Om de reproduceerbaarheid en stabiliteit van de methode te beoordelen, werd het standaardmonster zes keer parallel getest. Zoals weergegeven in tabel 2, varieerde de variatiecoëfficiënt (CV) van 24 GPS van 1,84%-16,73%, 15 (62,50%) van minder dan 10%. GPs met relatief kleine proporties (≤ 1,16%) toonde hoge meetfouten (meer dan 10% van de CV). Bovendien, de IgG N-glycan profielen gecombineerd van 76 individuen (Figuur 2) aangegeven dat de positie van GP was stabiel, vorm van GP was vergelijkbaar, en integratie voor de monsters onderhouden dezelfde intervallen. De bovenstaande resultaten geven aan dat de methode stabiel en herhaalbaar is.

Zoals weergegeven in tabel 3, werden een extra 36 afgeleide eigenschappen die de relatieve abundanten van galactosylatie beschrijven, sialylatie, bisecting GlcNAc en kern fucosylation berekend door de overige 24 direct gemeten glycans. Bijvoorbeeld, G2/G0 (GP12/GP2) weerspiegelde het niveau van galactosylatie (di-/a-) zonder kern fucosylatie en bisecting GlcNAc. G2/G1 (GP14/[GP8 + GP9]) reflecteerde het niveau van galactosylatie (di-/mono-) met kern fucosylatie en zonder bisecting GlcNAc. Tot slot, G1/G0 ([GP10 + GP11]/GP6) reflecteerde het niveau van galactosylatie (mono-/a-) met kern fucosylatie en bisecting GlcNAc. Deze berekeningen van afgeleide glycanen volgen een principe, om de verandering van slechts één glycosylatie eigenschap te zien.

Figure 1
Figuur 1: UPLC-chromatogram van één individu.
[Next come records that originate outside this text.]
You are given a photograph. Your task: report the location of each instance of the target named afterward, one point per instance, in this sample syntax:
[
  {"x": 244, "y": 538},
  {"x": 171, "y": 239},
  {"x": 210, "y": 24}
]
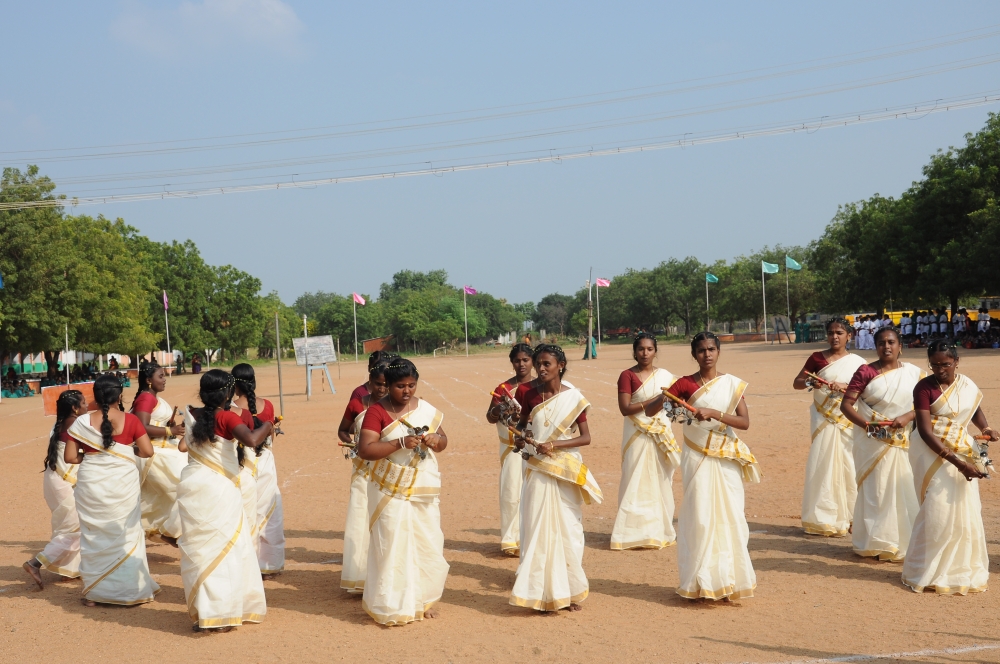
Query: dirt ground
[{"x": 815, "y": 599}]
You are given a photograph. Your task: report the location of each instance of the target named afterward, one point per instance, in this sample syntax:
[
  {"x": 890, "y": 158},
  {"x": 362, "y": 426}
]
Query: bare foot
[{"x": 34, "y": 572}]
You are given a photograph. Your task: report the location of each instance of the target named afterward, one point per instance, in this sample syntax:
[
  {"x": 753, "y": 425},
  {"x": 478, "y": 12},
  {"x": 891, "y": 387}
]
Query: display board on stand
[{"x": 315, "y": 353}]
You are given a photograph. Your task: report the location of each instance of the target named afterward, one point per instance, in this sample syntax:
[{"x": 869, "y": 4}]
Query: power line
[{"x": 918, "y": 110}]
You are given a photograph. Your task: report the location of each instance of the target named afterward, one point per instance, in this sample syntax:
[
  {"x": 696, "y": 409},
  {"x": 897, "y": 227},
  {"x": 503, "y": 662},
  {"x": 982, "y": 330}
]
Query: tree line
[{"x": 930, "y": 246}]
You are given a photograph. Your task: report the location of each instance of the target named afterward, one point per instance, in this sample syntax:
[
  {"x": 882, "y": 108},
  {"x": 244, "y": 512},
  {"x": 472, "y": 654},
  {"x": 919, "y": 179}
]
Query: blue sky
[{"x": 369, "y": 88}]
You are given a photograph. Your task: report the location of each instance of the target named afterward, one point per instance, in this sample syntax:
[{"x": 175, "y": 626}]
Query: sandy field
[{"x": 815, "y": 601}]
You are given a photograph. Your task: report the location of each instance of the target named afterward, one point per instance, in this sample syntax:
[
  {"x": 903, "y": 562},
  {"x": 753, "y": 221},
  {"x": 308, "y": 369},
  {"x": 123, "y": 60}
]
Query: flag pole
[
  {"x": 166, "y": 321},
  {"x": 763, "y": 293},
  {"x": 355, "y": 302},
  {"x": 277, "y": 346}
]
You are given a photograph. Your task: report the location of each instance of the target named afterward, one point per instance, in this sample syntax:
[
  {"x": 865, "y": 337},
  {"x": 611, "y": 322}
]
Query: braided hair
[
  {"x": 215, "y": 391},
  {"x": 67, "y": 402},
  {"x": 553, "y": 350},
  {"x": 704, "y": 336},
  {"x": 398, "y": 369},
  {"x": 145, "y": 373},
  {"x": 517, "y": 349},
  {"x": 107, "y": 391}
]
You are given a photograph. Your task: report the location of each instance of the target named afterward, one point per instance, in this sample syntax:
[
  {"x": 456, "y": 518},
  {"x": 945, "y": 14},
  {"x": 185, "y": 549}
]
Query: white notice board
[{"x": 320, "y": 350}]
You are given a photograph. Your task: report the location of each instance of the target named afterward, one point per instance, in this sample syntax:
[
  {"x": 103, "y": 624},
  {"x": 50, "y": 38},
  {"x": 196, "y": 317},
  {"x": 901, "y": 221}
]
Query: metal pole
[
  {"x": 277, "y": 345},
  {"x": 590, "y": 315},
  {"x": 355, "y": 329},
  {"x": 305, "y": 346},
  {"x": 763, "y": 293}
]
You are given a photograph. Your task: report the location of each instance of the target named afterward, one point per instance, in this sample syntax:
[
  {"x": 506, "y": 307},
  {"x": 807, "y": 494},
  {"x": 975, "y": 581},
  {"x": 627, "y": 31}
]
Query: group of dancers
[
  {"x": 207, "y": 485},
  {"x": 892, "y": 463}
]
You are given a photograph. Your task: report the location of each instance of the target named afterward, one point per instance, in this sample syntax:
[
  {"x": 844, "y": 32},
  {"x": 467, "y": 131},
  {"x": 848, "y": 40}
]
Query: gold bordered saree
[
  {"x": 887, "y": 503},
  {"x": 159, "y": 476},
  {"x": 406, "y": 566},
  {"x": 112, "y": 543},
  {"x": 831, "y": 487},
  {"x": 650, "y": 455},
  {"x": 222, "y": 581},
  {"x": 550, "y": 574},
  {"x": 712, "y": 530},
  {"x": 947, "y": 551}
]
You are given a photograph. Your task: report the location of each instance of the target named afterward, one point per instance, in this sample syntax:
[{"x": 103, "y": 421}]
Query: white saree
[
  {"x": 712, "y": 533},
  {"x": 406, "y": 565},
  {"x": 62, "y": 554},
  {"x": 355, "y": 568},
  {"x": 947, "y": 551},
  {"x": 887, "y": 502},
  {"x": 222, "y": 582},
  {"x": 550, "y": 573},
  {"x": 650, "y": 455},
  {"x": 511, "y": 476},
  {"x": 158, "y": 477},
  {"x": 831, "y": 484},
  {"x": 112, "y": 542}
]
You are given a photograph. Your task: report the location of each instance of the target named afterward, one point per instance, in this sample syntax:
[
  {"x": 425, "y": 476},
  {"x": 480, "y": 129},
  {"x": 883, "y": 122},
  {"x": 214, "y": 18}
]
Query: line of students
[
  {"x": 113, "y": 479},
  {"x": 893, "y": 463}
]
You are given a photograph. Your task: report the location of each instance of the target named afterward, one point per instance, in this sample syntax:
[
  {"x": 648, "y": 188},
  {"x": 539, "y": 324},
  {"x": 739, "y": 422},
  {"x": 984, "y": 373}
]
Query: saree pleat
[
  {"x": 947, "y": 552},
  {"x": 406, "y": 566},
  {"x": 270, "y": 515},
  {"x": 112, "y": 542},
  {"x": 160, "y": 475},
  {"x": 219, "y": 568},
  {"x": 831, "y": 488},
  {"x": 886, "y": 505},
  {"x": 62, "y": 554},
  {"x": 650, "y": 455}
]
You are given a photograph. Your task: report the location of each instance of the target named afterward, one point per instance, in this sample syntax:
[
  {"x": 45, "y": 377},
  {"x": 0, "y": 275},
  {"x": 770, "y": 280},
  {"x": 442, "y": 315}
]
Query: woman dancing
[
  {"x": 62, "y": 554},
  {"x": 510, "y": 464},
  {"x": 355, "y": 568},
  {"x": 712, "y": 532},
  {"x": 948, "y": 548},
  {"x": 831, "y": 486},
  {"x": 650, "y": 455},
  {"x": 112, "y": 542},
  {"x": 402, "y": 435},
  {"x": 160, "y": 473},
  {"x": 222, "y": 581},
  {"x": 882, "y": 392},
  {"x": 553, "y": 421},
  {"x": 270, "y": 514}
]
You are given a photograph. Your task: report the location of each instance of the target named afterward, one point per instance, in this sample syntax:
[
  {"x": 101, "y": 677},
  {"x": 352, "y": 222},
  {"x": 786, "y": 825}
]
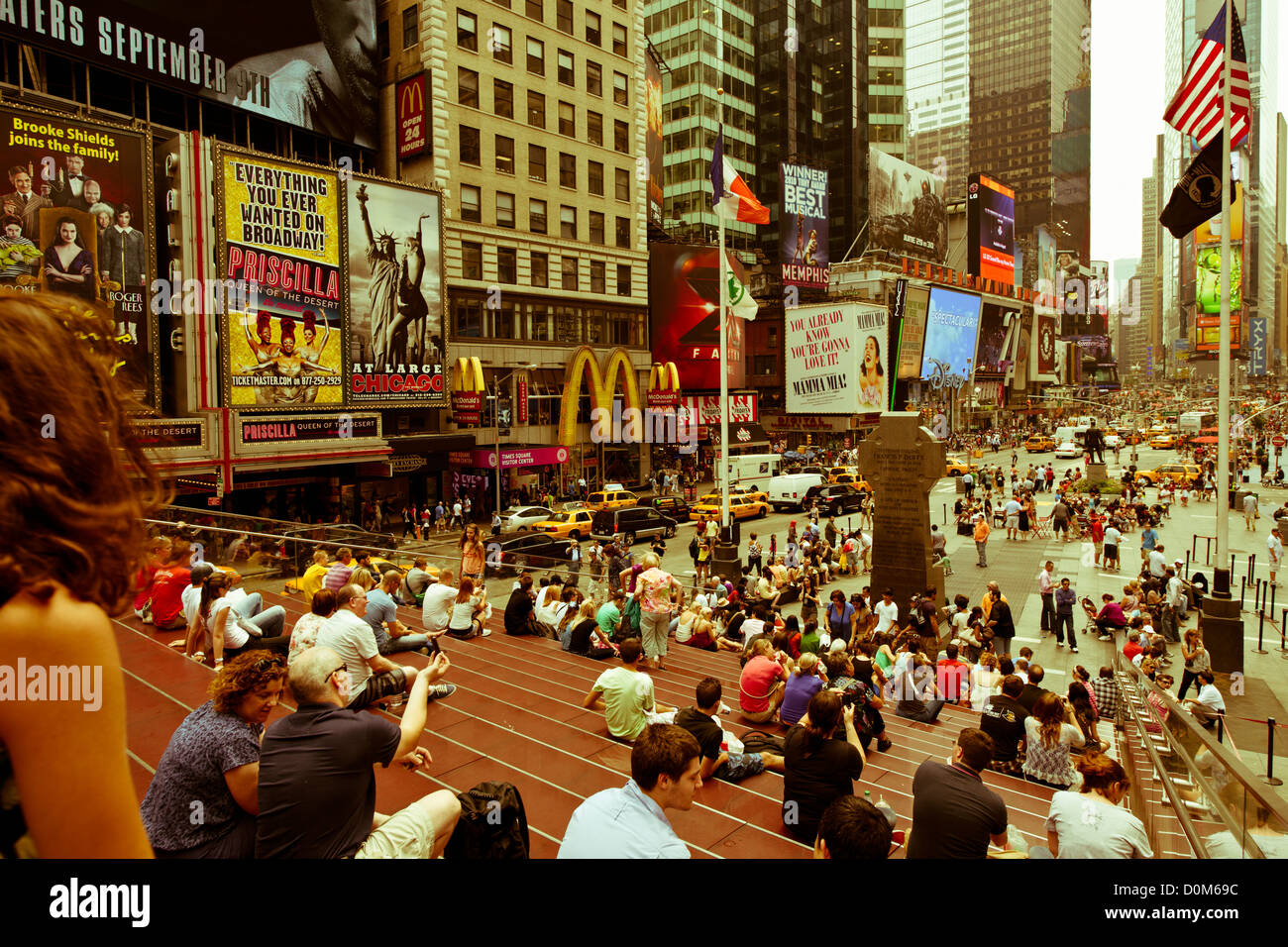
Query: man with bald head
[{"x": 317, "y": 788}]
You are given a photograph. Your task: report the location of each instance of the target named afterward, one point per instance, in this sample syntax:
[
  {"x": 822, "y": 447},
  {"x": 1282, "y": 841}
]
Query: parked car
[
  {"x": 833, "y": 499},
  {"x": 511, "y": 554},
  {"x": 630, "y": 525},
  {"x": 523, "y": 517}
]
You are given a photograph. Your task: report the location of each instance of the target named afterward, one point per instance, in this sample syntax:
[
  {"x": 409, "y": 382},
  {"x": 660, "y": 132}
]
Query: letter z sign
[{"x": 412, "y": 116}]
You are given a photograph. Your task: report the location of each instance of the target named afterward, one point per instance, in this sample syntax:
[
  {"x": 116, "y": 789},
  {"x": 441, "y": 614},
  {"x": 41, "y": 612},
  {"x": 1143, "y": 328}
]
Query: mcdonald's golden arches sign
[{"x": 412, "y": 116}]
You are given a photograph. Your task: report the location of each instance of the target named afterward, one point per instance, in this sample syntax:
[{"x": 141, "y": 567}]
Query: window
[
  {"x": 536, "y": 162},
  {"x": 536, "y": 110},
  {"x": 501, "y": 43},
  {"x": 536, "y": 215},
  {"x": 502, "y": 98},
  {"x": 467, "y": 31},
  {"x": 506, "y": 264},
  {"x": 503, "y": 209},
  {"x": 472, "y": 260},
  {"x": 567, "y": 170},
  {"x": 567, "y": 120},
  {"x": 503, "y": 155},
  {"x": 469, "y": 146},
  {"x": 536, "y": 56},
  {"x": 411, "y": 27},
  {"x": 467, "y": 86},
  {"x": 471, "y": 205}
]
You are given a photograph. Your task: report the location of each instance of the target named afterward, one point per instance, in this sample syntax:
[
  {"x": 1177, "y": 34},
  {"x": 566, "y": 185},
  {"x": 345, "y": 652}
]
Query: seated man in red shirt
[
  {"x": 764, "y": 682},
  {"x": 1111, "y": 617},
  {"x": 952, "y": 678},
  {"x": 167, "y": 585}
]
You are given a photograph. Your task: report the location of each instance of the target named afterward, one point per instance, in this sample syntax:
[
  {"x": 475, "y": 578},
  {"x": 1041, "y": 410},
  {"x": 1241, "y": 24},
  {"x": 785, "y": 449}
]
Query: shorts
[
  {"x": 741, "y": 766},
  {"x": 380, "y": 685},
  {"x": 407, "y": 834}
]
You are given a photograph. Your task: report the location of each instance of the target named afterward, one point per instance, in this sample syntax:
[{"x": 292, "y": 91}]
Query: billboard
[
  {"x": 803, "y": 226},
  {"x": 913, "y": 333},
  {"x": 991, "y": 351},
  {"x": 77, "y": 209},
  {"x": 395, "y": 294},
  {"x": 297, "y": 60},
  {"x": 653, "y": 137},
  {"x": 412, "y": 116},
  {"x": 907, "y": 208},
  {"x": 684, "y": 318},
  {"x": 991, "y": 230},
  {"x": 952, "y": 326},
  {"x": 279, "y": 230},
  {"x": 837, "y": 359}
]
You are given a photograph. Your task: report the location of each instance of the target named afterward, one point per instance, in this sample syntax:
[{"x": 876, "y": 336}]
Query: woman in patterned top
[
  {"x": 69, "y": 505},
  {"x": 214, "y": 758}
]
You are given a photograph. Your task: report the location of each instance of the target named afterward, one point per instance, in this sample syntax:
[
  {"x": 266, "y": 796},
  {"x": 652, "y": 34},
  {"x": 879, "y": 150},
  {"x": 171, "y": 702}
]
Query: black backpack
[{"x": 493, "y": 825}]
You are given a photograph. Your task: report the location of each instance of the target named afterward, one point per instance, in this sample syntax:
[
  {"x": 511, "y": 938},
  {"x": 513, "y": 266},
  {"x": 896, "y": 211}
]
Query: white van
[{"x": 789, "y": 489}]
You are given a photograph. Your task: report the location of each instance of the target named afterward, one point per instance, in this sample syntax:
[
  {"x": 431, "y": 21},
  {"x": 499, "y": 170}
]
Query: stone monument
[{"x": 902, "y": 462}]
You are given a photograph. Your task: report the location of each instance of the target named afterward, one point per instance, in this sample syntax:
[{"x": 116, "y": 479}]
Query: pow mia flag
[{"x": 1197, "y": 196}]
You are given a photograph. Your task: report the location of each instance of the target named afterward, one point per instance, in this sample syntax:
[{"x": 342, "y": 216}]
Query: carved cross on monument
[{"x": 902, "y": 462}]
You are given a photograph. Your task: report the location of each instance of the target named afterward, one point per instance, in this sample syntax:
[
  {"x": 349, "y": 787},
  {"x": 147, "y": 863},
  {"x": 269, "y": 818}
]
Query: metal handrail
[{"x": 1223, "y": 755}]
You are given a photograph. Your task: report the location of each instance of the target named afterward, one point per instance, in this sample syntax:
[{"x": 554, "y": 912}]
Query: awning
[{"x": 741, "y": 434}]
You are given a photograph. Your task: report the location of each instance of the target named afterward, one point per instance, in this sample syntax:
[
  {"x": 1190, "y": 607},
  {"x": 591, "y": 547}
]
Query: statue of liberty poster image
[
  {"x": 286, "y": 357},
  {"x": 395, "y": 294}
]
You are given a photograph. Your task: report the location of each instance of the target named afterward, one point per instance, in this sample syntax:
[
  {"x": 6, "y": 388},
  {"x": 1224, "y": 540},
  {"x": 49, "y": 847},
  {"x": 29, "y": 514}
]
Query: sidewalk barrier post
[{"x": 1269, "y": 779}]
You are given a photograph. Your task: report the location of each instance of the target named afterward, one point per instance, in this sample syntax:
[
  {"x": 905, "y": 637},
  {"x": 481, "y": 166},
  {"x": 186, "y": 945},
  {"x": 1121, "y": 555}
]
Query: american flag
[{"x": 1196, "y": 110}]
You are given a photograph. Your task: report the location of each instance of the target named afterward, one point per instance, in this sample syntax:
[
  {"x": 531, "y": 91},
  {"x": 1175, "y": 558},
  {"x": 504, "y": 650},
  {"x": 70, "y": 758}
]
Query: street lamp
[{"x": 496, "y": 423}]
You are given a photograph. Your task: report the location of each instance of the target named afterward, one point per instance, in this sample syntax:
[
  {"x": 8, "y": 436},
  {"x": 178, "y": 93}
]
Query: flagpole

IgG N-glycans werden geanalyseerd in 24 initiële IgG ontwikkelen pieken (GPS) op basis van piekpositie en retentietijd. GP8 vertegenwoordigt de som van GP 8a en GP 8b. GP16 vertegenwoordigt de som van GP 16A en GP 16B. De structuur van glycanen in elke chromatografische piek en het gemiddelde percentage van de afzonderlijke structuren worden weergegeven in tabel 1 en tabel 2. Klik hier om een grotere versie van dit cijfer te bekijken.

Figure 2
Figuur 2: UPLC-chromatogram van 76 individuen. De IgG N-glycan-profielen werden gecombineerd van 76 individuen om de reproduceerbaarheid en stabiliteit van de methode aan te tonen. Klik hier om een grotere versie van dit cijfer te bekijken.

Table 1
Tabel 1: structuur van de 24 initiële IgG glycans. GP: ontwikkelen piek; F: fucose; A: aantal antenne verbonden aan de kern sequentie (bestaande uit twee NAcetylglucosamine (GlcNAc) en drie mannose residuen); B: bisecting GlcNac; G: galactose; S: sialinezuur. Structuur regelingen worden als volgt gedefinieerd: blauw vierkant: GlcNac; groene cirkel: mannose; rode driehoek: kern fucose/antennary fucose; gele cirkel: galactose; paars Rhomb: siaalzuur.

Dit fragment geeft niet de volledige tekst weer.